The shooting lasted about 20 minutes, he said.

"When it was over we were looking around and about 15 cars had been destroyed, the bodies of the killed were strewn on the pavements and road."

Sarhan said no one ever fired at the Blackwater team.

"They became the terrorists, not attacked by the terrorists," he said.

"I saw parts of the woman's head flying in front of me, blow up and then her entire body was charred," he said. "What do you expect my reaction to be? Are they protecting the country? No. If I had a weapon I would have shot at them."

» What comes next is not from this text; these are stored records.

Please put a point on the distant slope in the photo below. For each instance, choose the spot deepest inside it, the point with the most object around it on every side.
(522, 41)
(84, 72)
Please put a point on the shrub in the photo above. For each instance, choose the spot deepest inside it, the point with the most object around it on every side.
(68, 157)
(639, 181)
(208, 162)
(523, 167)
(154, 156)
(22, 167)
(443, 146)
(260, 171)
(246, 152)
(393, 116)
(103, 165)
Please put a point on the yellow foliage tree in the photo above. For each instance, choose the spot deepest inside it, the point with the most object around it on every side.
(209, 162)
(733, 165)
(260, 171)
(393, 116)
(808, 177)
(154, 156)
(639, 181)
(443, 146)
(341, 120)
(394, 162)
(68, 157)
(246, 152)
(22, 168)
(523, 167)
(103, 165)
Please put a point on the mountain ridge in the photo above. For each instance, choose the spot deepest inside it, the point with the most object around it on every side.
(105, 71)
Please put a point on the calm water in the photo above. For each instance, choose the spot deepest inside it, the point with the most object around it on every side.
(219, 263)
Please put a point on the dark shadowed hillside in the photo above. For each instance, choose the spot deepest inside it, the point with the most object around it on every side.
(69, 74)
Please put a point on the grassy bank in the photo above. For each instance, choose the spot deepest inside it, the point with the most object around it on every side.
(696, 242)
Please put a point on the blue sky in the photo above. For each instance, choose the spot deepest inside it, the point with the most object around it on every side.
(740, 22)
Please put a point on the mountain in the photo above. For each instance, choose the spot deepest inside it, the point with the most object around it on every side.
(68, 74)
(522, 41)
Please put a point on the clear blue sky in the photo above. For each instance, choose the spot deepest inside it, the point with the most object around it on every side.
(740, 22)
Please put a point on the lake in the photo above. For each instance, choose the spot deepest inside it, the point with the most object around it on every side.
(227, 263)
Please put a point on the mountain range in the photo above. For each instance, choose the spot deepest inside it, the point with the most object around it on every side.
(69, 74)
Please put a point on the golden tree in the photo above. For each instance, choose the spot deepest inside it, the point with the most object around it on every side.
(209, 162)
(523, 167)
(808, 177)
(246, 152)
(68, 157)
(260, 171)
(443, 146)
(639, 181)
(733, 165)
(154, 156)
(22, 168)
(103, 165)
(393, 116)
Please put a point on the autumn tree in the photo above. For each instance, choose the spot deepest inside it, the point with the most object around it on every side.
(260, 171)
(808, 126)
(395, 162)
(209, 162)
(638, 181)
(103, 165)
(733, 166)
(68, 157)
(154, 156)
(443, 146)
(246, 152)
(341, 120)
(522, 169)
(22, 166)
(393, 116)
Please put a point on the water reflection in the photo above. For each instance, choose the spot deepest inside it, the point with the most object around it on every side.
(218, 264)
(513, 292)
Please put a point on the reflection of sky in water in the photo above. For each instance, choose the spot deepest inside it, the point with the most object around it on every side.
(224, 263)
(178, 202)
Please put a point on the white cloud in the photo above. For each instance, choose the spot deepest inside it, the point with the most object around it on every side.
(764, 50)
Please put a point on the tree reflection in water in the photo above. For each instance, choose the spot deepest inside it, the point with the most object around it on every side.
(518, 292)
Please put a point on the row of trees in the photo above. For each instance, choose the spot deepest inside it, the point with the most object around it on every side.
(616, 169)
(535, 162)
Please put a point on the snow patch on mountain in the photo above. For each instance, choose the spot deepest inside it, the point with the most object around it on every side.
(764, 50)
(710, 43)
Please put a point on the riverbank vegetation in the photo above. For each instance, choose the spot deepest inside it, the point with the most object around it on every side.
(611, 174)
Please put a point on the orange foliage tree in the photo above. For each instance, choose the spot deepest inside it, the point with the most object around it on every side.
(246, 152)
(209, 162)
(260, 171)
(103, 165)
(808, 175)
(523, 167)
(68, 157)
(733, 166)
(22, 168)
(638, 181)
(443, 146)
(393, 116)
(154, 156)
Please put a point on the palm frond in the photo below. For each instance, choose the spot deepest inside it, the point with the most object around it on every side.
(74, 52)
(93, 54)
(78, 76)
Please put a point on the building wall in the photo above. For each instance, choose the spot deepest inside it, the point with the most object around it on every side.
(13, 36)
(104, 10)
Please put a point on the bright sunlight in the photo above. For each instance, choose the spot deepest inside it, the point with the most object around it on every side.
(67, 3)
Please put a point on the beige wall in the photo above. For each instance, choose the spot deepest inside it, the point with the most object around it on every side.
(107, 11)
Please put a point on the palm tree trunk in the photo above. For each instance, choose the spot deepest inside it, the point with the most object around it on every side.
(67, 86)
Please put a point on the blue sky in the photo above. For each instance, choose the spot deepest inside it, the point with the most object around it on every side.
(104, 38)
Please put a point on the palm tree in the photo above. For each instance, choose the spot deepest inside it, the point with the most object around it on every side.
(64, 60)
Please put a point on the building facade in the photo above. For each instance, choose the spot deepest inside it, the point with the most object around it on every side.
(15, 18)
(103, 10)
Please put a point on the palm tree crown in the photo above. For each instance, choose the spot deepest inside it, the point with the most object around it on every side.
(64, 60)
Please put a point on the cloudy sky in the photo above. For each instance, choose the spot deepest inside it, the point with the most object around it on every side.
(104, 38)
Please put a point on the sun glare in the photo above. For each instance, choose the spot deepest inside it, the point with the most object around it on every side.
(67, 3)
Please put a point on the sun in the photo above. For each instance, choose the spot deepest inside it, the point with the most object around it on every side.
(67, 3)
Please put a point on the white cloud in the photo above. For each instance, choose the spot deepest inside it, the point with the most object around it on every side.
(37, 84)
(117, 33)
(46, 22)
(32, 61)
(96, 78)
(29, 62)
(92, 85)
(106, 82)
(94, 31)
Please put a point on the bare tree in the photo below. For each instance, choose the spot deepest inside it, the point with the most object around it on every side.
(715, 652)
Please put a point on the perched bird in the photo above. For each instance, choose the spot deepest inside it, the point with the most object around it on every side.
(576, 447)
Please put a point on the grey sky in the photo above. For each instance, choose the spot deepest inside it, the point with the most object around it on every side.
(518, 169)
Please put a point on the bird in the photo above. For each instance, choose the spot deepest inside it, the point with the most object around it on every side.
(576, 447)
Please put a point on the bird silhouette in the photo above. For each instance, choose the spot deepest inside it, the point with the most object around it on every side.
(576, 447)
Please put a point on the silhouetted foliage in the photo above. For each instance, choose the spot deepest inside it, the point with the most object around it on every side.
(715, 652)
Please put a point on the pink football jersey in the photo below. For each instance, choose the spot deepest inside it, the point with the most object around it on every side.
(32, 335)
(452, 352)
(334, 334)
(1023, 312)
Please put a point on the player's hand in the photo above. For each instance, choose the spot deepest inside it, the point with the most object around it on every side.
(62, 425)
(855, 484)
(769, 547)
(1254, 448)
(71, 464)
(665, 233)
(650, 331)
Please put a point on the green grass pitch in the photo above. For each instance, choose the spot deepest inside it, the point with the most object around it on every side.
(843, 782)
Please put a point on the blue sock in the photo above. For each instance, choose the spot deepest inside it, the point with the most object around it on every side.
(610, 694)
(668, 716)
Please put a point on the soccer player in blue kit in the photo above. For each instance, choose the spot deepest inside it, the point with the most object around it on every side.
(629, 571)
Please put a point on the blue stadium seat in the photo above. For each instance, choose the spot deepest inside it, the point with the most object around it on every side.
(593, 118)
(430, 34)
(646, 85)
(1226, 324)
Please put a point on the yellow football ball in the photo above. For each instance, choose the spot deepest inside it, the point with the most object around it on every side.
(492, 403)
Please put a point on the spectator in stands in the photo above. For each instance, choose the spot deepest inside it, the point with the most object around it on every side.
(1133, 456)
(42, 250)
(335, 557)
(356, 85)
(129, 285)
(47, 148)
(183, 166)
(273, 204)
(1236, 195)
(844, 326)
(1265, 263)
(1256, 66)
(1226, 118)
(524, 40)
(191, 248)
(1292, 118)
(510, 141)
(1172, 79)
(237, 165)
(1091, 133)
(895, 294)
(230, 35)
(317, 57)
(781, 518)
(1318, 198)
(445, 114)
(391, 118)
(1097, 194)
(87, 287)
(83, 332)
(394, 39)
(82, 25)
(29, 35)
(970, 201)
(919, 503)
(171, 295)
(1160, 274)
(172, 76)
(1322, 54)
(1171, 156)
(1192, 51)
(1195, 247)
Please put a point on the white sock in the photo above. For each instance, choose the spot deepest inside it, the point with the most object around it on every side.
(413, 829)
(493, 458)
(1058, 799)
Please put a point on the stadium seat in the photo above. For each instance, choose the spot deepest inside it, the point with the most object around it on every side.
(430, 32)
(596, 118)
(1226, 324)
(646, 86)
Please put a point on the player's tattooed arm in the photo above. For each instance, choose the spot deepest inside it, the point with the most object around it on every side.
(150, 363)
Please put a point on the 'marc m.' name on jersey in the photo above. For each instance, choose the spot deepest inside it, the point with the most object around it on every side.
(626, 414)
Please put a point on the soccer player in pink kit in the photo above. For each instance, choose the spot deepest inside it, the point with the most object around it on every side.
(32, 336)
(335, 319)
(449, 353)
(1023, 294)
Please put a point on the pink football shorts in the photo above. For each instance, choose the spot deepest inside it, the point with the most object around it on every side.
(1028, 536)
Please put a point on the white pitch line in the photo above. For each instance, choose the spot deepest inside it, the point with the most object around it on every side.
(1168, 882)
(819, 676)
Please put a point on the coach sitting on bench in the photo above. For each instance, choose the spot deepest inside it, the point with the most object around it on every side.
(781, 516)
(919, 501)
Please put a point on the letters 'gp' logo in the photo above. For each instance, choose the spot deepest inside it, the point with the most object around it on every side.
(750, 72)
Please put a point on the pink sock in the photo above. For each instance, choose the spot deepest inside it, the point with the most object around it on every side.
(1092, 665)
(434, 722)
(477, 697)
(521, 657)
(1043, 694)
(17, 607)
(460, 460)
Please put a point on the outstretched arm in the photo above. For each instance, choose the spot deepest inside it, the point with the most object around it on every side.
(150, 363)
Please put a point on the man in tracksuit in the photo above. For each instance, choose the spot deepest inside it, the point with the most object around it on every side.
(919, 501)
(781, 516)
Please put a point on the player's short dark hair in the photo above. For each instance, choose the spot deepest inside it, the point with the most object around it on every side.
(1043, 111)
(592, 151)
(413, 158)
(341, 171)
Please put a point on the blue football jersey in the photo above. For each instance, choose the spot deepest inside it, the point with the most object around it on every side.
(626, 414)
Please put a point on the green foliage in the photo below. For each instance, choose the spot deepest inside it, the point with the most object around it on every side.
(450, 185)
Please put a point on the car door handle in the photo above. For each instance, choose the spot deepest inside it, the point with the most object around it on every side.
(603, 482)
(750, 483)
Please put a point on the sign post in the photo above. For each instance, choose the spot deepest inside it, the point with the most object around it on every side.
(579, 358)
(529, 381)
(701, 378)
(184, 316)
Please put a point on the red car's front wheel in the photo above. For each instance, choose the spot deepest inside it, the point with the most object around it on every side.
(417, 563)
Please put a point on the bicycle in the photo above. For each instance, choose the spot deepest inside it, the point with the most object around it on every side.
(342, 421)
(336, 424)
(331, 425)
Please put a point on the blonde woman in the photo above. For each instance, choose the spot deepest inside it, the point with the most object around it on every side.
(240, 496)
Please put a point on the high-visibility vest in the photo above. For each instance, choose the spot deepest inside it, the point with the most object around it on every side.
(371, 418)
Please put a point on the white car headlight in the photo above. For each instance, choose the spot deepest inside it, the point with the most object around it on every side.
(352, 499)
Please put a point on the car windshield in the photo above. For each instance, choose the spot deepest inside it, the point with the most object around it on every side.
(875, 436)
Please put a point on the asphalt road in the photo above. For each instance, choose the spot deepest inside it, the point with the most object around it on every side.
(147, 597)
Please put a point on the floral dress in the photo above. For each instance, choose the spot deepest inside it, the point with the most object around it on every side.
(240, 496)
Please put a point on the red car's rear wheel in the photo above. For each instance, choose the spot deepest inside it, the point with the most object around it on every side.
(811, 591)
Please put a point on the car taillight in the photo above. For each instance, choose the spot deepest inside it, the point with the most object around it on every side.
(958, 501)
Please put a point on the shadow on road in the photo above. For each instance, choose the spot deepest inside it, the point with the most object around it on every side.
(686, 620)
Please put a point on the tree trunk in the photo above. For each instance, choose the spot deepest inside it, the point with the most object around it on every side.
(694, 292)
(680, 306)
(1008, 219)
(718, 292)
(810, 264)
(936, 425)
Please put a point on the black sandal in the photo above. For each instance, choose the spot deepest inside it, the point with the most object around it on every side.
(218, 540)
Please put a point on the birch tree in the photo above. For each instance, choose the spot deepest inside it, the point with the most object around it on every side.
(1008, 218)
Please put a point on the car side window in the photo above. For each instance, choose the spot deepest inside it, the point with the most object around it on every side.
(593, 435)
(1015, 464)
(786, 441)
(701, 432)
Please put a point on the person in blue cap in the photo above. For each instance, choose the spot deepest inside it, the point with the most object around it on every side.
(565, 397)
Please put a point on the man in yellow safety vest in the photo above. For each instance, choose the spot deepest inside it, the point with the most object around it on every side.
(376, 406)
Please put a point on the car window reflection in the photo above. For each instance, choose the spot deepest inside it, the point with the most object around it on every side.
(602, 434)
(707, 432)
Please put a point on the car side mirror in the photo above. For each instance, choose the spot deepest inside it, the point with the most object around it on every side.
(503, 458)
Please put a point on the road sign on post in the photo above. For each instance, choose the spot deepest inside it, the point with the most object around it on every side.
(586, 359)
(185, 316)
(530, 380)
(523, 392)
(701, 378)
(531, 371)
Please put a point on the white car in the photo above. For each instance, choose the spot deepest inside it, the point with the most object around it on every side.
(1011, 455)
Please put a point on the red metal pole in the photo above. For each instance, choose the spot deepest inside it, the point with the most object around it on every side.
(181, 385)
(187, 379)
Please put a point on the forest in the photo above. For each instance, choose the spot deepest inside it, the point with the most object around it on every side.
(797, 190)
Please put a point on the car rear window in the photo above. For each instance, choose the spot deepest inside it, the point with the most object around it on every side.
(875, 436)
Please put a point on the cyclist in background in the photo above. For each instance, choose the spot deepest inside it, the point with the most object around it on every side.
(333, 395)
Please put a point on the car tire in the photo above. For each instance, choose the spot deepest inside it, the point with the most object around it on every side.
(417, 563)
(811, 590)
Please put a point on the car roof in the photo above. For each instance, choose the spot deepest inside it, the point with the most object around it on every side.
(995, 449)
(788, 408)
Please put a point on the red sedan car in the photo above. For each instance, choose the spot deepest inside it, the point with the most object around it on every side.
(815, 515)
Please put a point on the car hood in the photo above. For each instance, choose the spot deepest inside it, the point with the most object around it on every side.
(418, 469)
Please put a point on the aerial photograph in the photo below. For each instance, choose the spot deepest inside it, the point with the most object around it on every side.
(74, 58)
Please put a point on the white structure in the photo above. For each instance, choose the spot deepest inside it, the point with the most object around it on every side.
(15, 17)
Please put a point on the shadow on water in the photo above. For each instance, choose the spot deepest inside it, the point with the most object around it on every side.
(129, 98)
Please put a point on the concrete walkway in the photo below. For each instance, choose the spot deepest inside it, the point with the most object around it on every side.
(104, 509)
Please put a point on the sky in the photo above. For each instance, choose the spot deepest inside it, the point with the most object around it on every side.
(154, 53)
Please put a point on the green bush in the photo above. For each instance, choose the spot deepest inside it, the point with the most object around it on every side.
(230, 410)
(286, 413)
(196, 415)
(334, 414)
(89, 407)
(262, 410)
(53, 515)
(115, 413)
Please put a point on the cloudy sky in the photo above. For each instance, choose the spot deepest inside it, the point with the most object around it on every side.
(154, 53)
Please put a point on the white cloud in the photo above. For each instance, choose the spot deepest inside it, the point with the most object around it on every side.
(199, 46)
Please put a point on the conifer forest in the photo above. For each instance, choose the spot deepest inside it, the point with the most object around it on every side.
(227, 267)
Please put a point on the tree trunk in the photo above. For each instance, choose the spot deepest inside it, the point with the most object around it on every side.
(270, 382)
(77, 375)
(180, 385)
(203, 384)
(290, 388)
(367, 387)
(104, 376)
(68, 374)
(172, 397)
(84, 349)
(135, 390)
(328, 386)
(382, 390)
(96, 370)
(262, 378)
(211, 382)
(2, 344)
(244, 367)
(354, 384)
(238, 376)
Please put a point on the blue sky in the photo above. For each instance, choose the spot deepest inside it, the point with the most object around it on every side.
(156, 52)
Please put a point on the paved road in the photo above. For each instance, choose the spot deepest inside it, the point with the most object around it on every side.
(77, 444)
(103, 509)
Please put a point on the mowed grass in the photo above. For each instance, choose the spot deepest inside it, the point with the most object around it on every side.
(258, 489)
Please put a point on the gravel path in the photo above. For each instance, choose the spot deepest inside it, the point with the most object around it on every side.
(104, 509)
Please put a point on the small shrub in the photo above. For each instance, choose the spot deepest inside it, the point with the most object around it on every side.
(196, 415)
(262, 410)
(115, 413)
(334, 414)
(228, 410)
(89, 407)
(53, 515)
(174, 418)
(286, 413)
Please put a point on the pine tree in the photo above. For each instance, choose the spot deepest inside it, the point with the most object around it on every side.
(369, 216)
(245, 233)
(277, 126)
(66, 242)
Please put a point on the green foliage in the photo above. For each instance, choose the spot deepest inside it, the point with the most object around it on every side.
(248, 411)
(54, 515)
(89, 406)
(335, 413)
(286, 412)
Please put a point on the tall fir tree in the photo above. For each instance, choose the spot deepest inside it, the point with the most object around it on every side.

War is ugly, that much is true. But this was not war, this was murder, done by a company operating for profit committing acts of barbarity for which our own uniformed soldiers will face an accounting for on the streets of Baghdad. For how much longer will we tolerate having a military and a foreign policy held hostage to the profit margins of neoconservatives, who would see the power to make war and peace shifted to an auction? How does having the readiness of our forces undermined to create overpaid positions for at-will war contractors further American security? What does it say about the future of democracy as a government about humans that we allow senseless bloodshed for the mere sake of convenience? Who should be held accountable for the descent of the "war of the willing" into the "war of the billing?" How long will the burned out car of a woman doctor sit on the side of the road?